Creating Guidelines Through the Establishment of Procedural Requirements
The structure of security policies should not appreciably differ from other procedural documents an organization might construct. Policies should be formulated by a group consisting of security and company experts; the latter should comprise a cross section of senior managers who lead major departments within the organization. While Chapter 10 focuses on policy content, this abbreviated overview is concerned with fundamental structure. Specifically, every policy should attempt to answer the following questions:
What is the policy about, and how does it get accomplished?
Who owns the policy?
Policy Fundamentals
Every policy component should explicitly state what it is attempting to achieve. If a particular process uses technology to realize its goal, a short summary detailing the role of the equipment should be provided to enable the reader to garner its purpose. Equipment usually requires human intervention, and policies should detail all that is required of users to ensure proper use and compliance; the users need to know unequivocally what is expected of them, including the potential consequences for noncompliance.

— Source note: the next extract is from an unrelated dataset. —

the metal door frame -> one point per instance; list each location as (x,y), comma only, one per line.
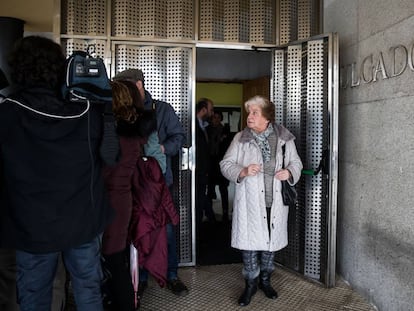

Policies should contain defined review dates, ensuring that their core components are continually reevaluated and updated.
Determining Ownership
Every process needs an owner, an individual who is ultimately responsible for a function or job. Whether the process is equipment, networks, software, appliances, or databases, clearly defining roles and responsibilities can avoid the inevitability of postattack finger pointing.
The sales department, as an example, might believe that it owns the customer relationship management (CRM) software, and the engineering department might justifiably assume that it has responsibility for its highly specific plotter equipment. But the IT department likely has a different view of both situations. Should an attack be the result of improper loading or installation, which department would be at fault? Different levels of responsibility must be considered: Operators of the sales tool or engineering printer might not consider security their issue, but unless otherwise specified, owning either should entail complete accountability. To resolve this dilemma, an organization might declare two owners for specific situations: The user would be responsible for populating fields with data, and the IT department would be accountable for operability, ensuring that data is backed up every evening and that patches are applied as soon as they are published. This process would ensure that the equipment user is responsible for determining security classifications and secure handling of documents produced on the equipment, while IT is responsible for the security of the physical equipment itself.
Ownership is not about placing blame. Rather, it is concerned with assigning complete responsibility, ensuring that no individual or department can ever say, "I thought someone else was supposed to do it." Ownership defines accountability, and in so doing promotes a culture that is steeped in prevention and responsibility.